Thank you for all your upgrades here @dustinc and you service anyway. I share the same thoughts and vision like @dzzzzz but 7+h later and zero upgrades on status page :-) Good that you share information here that it's still possible to recover nodes if I still don't receive any ticket about vps change.
I still hope that at least my node will be possible to boot online and it won't have to request to reinstall everything in a hurry and worry about data lose.
About RAID 10... maybe it's not a good choose? if the raid 10 is intended to save clients from data loss due to redundancy, but in fact with a high degree of probability leads to data lose during a sudden power outage(?).
You should not trust a company that does not make external backups.
Neither one that sells lifetime deals
RAID-10 and power resilience are different topics. RAID-10 gives some extra time for a provider to replace disk without data loss. As for power resilience, it depends on software configuration and if we are talking about RAID, hardware controller with battery is a solution for this one.
But you should not expect high-availability from LET. Always do backups, and if you deem your service critical, implement high-available cluster yourself.
Any progress?
.> @tentor said:
I think you're thinking with your "host rep" hat on, and not actually seeing what he's asking. His question (I believe) is whether relying on RAID 10 is sufficient for purpose, if a power outage has led to such a catastrophic failure on so many nodes.
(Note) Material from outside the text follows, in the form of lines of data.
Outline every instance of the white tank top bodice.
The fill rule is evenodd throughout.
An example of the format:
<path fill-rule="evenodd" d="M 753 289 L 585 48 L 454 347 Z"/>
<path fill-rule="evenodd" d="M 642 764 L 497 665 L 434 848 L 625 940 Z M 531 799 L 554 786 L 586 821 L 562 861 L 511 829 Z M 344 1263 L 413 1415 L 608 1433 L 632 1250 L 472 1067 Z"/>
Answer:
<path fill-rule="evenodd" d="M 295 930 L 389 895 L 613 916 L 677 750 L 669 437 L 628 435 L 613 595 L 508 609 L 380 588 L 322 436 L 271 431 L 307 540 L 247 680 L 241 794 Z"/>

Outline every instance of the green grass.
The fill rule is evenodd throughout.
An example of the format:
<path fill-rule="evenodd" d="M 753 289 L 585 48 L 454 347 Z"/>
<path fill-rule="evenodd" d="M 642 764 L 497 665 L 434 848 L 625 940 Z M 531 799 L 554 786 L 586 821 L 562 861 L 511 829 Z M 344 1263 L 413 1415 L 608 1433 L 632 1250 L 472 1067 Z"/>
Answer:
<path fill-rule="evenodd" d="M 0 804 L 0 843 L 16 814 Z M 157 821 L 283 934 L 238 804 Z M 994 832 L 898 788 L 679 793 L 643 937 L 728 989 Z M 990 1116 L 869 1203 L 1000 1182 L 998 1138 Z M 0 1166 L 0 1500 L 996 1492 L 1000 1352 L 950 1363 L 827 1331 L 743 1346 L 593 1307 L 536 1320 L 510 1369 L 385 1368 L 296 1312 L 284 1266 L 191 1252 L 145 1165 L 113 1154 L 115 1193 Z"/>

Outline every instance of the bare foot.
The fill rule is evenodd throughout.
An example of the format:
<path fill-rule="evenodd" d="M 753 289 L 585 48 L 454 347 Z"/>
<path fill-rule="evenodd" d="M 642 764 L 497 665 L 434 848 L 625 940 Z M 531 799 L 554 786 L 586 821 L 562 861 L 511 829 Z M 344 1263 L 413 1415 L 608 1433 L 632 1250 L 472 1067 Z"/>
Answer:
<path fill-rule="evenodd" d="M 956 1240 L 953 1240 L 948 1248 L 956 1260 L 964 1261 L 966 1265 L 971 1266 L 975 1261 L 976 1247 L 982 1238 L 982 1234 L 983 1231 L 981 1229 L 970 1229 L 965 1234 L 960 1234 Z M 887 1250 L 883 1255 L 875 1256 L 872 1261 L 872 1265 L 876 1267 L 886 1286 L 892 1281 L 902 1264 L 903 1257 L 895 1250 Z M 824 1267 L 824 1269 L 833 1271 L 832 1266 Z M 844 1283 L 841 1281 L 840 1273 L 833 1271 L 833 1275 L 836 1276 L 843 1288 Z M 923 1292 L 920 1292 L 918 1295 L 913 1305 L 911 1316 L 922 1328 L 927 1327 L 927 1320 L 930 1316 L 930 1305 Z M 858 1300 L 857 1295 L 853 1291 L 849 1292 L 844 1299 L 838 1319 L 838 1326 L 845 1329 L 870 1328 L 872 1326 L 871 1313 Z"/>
I notice that many providers now have shifted to ceph which distributes data across nodes as well as disks, and also has the advantage that storage is no longer tied to any specific host and so VMs can be migrated very easily to other hosts, for instance if a host motherboard is fried in a power outage. It'd be interesting to hear their experiences if any of them have experienced a similar wide-scale outage with many devices failing at the same time, and how they recovered from it.
Yeah, 72 hours into the downtime I got "the email" and a blank VM.
you are lucky... I kept hope that everything would be restored and so I waited 5 days and at the end what was predicted in this thread: complete loss of data and reinstallation.
We moved our whole CEPH infrastructure back in 2020 from firstcolo to maincubes, everything came perfectly back up again after booting nodes.
Just like a CEPH cluster that i had my hands on, a fatal power loss killed all nodes and after restoring power nothing had to be done apart from running fsck.ext4 on some VMs.
This will always be the case because of the nature how ceph works (pg quoroms, sync ack. etc.)
How am I lucky? That's exactly the same!
Except, to be fair, it wasn't 5 days as it was still less than 96 hours since the outage when you replied, so you must have got your replacement VM within 4 days.
It was annoying having to spend my Saturday re-installing though when it could have been done a couple of days earlier.
I too got the blank details email, I've now been sent login credentials for a new node.
Any early black friday deals for those of us who have lost all our data??
If i'm going to have to go through the effort of starting from scratch and spend a day re-installing, i'd be keen for a deal to upgrade to a better spec'ed vps. (Maybe Ryzen with a decent amount of ram and storage?)